I went to chemotherapy treatment number 7 yesterday with a smile on my face and no anxiety. I had - no, I have - no fear of the side effects to come for I know they are temporary and I know that I have each and every one of you cheering for me along with countless strangers, some of whom made comments to me as my team returned to our van. Some of whom include people like my drycleaner who Tuesday commented how often he thinks about me as I dropped off my bag of laundry despite the fact that I don't recall the last time I saw him. During music therapy yesterday I sang with abandon, especially the words to Mumford & Son's Timshel of "you are not alone in this / you are not alone in this" and Tom Petty's words "Because I'm free!! / Free falling!!" I do not have a good voice, I never have and that was confirmed years and years ago as a freshman at SUU when my sight singing professor grew frustrated with the fact that I knew where the words should be but couldn't make my voice follow. But yesterday I felt I could sing. Nurses commented on my voice and I felt grace in my heart again. I actually felt a slight twinge of sorrow that I only have one more music therapy session left, despite the fact that the reason for that is I only have ONE MORE CHEMOTHERAPY TREATMENT LEFT!!!

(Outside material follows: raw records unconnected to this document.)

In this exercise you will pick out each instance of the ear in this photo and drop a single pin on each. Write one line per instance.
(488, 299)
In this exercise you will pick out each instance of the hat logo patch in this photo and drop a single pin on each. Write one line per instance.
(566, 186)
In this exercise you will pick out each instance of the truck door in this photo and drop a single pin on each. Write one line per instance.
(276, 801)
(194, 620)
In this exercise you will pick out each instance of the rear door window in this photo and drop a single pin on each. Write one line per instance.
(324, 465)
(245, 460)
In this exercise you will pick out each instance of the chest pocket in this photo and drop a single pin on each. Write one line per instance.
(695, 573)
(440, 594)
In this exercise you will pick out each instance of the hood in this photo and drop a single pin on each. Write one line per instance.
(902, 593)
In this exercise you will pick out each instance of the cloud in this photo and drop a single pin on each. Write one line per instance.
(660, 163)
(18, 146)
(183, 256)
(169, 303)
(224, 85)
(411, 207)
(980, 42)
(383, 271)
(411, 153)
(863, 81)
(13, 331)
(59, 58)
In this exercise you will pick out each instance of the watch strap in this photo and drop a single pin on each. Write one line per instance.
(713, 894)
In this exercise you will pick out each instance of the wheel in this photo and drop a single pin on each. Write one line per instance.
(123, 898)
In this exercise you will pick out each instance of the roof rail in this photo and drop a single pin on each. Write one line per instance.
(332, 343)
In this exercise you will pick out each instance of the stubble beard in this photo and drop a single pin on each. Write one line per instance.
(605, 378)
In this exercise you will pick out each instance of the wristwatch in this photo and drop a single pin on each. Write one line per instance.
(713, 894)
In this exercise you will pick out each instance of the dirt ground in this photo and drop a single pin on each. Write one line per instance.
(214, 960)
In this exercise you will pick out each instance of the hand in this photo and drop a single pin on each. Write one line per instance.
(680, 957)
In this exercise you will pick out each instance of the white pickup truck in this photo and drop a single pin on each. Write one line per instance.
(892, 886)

My journey isn't yet over, my side effects from yesterday's treatment are still ahead of me but my doctor reduced my dosage by 25% so I am hopeful that means I will feel 25% better than before in the coming days. My greatest hope is that I will be able to make it to the Susan Komen 5k on Sunday in Central Park to greet - and possibly slowly walk - with the co-workers and friends who have registered on my team. I have not yet had an opportunity to thank all the individuals who have donated but know that I appreciate every cent and someday I hope to thank every single person who has stood by me through all of this. Your love and generosity and support is more meaningful than you can ever imagine. There is still time to donate and/or register for the race. I would love to see you there on Sunday morning as I anticipate it being one more bolstering moment in this journey to carry me through my last treatment.